Springsteen fans who want to read about the man and his music have long been able to opt for everything from biographies to books about the albums to coffee-table photo collections. Now comes Gillian Gaar’s Boss, which attempts with considerable success to be all this and more. Think of it as a sort of one-stop print shop for Bruce aficionados.
In the volume, which spans 208 oversized pages, the veteran Seattle-based rock writer offers the basics of Springsteen’s story, starting with the birth of his difficult father and ending with the 2014 induction of his E Street Band into the Rock and Roll Hall of Fame. Gaar also delivers thoughtful reviews of Springsteen’s albums; includes an impressively thorough selected discography of singles, EPs, albums, and box sets that lists release dates, recording info, producers, musicians, and more; and features a generous assortment of color and black-and-white photos from throughout the artist’s career. Sidebars cover such topics as Springsteen’s pivotal 1975 Bottom Line gigs, his London debut, his wives, his key singles, and the life and death of E Street sax player Clarence Clemons.

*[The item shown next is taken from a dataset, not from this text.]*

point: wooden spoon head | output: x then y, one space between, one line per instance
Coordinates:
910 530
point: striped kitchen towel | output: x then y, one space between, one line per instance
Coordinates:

Gaar offers a fair amount of detail throughout but, obviously, you don’t cover all this turf in 208 pages without cutting some corners. Those who want to dig deeper can pick up my own Springsteen on Springsteen: Interviews, Speeches, and Encounters, Peter Ames Carlin’s Bruce, or Ryan White’s Springsteen: Album by Album, all of which Gaar lists in a bibliography, along with a variety of other books, magazines, websites, and articles. (Fans can also order Bruce’s autobiography, Born to Run, which will be released on September 27.)
If you’ve already read much of this other material, you’re not likely to find many revelations in Gaar’s book. But if you’re just starting to fill your Bruce bookshelf, this would be a sensible first purchase. Boss is well-written and carefully researched, and it packs considerable insight and information into most every page.